Le président de la République Démocratique du Congo (RDC), Félix Tshisekedi, a lancé ce mercredi 25 septembre 2024 un appel ferme à la communauté internationale pour l’imposition de sanctions ciblées contre le Rwanda. C’était lors de son discours à la 79e Assemblée générale des Nations Unies à New York. Il a dénoncé le soutien présumé du Rwanda aux rebelles du M23, accusés de commettre des atrocités dans l’est de la RDC. Tshisekedi a qualifié cette situation de « violation majeure » de la souveraineté de son pays, et a insisté sur le retrait immédiat des forces rwandaises du territoire congolais.
Le chef de l’État a souligné les conséquences humanitaires désastreuses de cette crise, notamment les 7 millions de déplacés internes provoqués par le conflit dans l’est du pays. Il a rappelé que bien que des initiatives diplomatiques, telles que le processus de paix de Luanda, soient encourageantes, elles ne doivent pas détourner l’attention de l’urgence de la situation.

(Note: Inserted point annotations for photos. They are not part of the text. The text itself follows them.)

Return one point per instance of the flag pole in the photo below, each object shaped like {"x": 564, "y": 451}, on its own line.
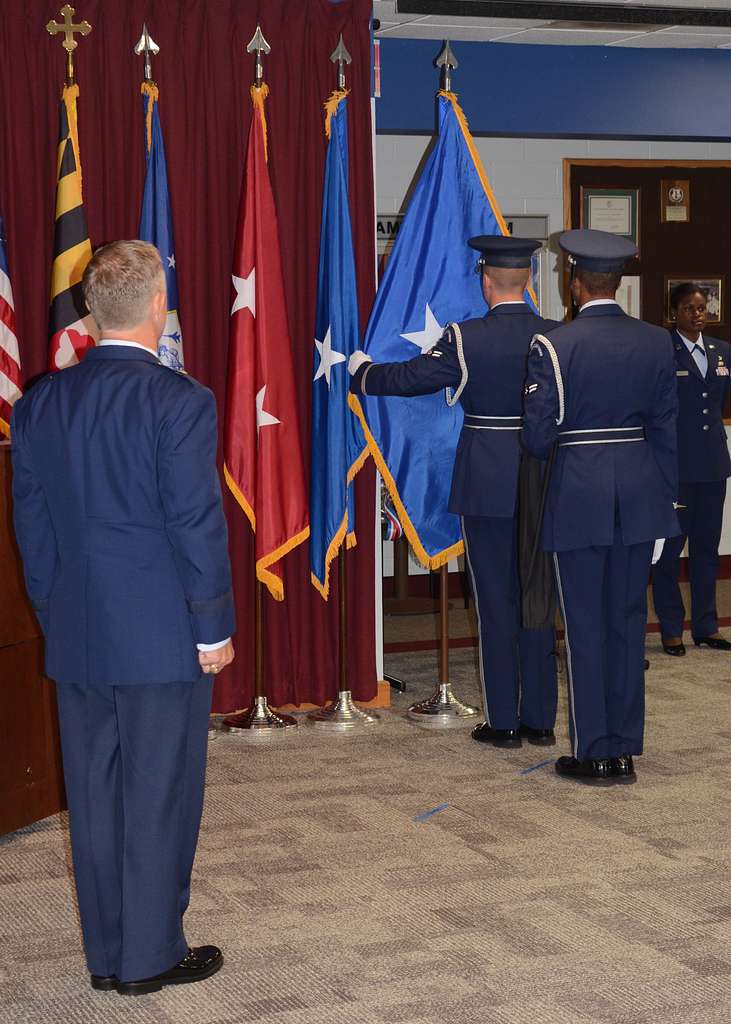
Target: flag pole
{"x": 68, "y": 42}
{"x": 258, "y": 721}
{"x": 443, "y": 710}
{"x": 342, "y": 715}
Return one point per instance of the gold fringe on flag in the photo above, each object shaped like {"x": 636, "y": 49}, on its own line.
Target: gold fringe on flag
{"x": 331, "y": 105}
{"x": 258, "y": 95}
{"x": 70, "y": 96}
{"x": 149, "y": 89}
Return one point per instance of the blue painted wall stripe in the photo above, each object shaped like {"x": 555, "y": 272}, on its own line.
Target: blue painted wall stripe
{"x": 560, "y": 91}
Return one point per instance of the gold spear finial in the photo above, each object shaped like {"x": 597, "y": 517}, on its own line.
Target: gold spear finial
{"x": 68, "y": 42}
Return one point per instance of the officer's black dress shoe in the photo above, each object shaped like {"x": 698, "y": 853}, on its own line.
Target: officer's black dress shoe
{"x": 197, "y": 966}
{"x": 597, "y": 772}
{"x": 622, "y": 769}
{"x": 718, "y": 643}
{"x": 539, "y": 737}
{"x": 484, "y": 733}
{"x": 676, "y": 649}
{"x": 102, "y": 983}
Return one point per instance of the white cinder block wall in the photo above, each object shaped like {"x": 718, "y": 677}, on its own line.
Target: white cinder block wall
{"x": 526, "y": 176}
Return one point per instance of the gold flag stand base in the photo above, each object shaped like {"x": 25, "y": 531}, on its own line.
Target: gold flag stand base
{"x": 442, "y": 710}
{"x": 342, "y": 715}
{"x": 259, "y": 722}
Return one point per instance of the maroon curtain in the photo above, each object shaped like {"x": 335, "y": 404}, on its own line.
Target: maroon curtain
{"x": 204, "y": 75}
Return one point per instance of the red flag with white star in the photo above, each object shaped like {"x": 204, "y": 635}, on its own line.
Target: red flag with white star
{"x": 262, "y": 446}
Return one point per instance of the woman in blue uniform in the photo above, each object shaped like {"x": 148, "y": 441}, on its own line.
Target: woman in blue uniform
{"x": 702, "y": 376}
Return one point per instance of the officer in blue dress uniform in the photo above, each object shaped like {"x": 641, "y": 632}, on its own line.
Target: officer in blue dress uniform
{"x": 703, "y": 465}
{"x": 483, "y": 360}
{"x": 602, "y": 388}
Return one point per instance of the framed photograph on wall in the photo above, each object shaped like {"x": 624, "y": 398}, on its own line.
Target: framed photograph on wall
{"x": 716, "y": 289}
{"x": 614, "y": 210}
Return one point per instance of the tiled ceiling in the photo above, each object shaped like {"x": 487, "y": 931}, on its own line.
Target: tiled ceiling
{"x": 518, "y": 30}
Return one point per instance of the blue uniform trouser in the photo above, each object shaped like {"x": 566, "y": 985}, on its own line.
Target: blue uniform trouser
{"x": 517, "y": 667}
{"x": 700, "y": 521}
{"x": 134, "y": 762}
{"x": 603, "y": 596}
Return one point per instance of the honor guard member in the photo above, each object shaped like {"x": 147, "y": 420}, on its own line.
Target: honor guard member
{"x": 701, "y": 370}
{"x": 602, "y": 388}
{"x": 483, "y": 359}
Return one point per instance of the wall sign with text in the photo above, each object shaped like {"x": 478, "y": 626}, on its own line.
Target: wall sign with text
{"x": 613, "y": 210}
{"x": 675, "y": 201}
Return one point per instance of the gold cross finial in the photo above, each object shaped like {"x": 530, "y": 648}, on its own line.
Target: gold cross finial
{"x": 69, "y": 43}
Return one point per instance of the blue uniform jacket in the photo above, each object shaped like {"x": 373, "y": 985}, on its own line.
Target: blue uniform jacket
{"x": 119, "y": 519}
{"x": 488, "y": 378}
{"x": 602, "y": 371}
{"x": 702, "y": 444}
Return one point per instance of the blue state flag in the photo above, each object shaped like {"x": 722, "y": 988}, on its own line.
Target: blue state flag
{"x": 338, "y": 443}
{"x": 156, "y": 224}
{"x": 429, "y": 282}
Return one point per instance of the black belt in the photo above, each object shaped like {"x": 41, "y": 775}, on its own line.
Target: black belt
{"x": 492, "y": 422}
{"x": 610, "y": 435}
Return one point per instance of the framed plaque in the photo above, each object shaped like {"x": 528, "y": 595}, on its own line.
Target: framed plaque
{"x": 675, "y": 201}
{"x": 716, "y": 289}
{"x": 614, "y": 210}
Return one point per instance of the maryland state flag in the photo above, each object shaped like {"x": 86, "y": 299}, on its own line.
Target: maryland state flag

Par ailleurs, Tshisekedi a profité de son intervention pour annoncer la candidature de la RDC au poste de membre non permanent du Conseil de sécurité des Nations Unies pour la période 2026-2027. La veille, il s’était entretenu avec le Secrétaire général de l’ONU, Antonio Guterres, sur la situation sécuritaire à l’est de la RDC et l’évolution des efforts diplomatiques dans la région des Grands Lacs.
En contraste, le président américain Joe Biden, lors de son propre discours devant l’Assemblée générale, a omis de mentionner la RDC parmi les pays touchés par des crises sécuritaires. Biden a souligné les conflits en Ukraine, au Soudan et dans la bande de Gaza, sans faire référence aux violences persistantes dans l’est du Congo. Cette omission a suscité des inquiétudes chez de nombreux observateurs congolais, qui regrettent que la RDC, avec des décennies de conflits armés et plus de 15 millions de morts, soit reléguée en arrière-plan des préoccupations internationales.
Malgré l’ampleur des violences infligées par les groupes armés tels que le M23, les ADF et la CODECO dans des régions comme le Nord-Kivu et l’Ituri, la situation humanitaire dramatique de millions de déplacés en RDC semble recevoir peu d’attention de la part de la communauté internationale.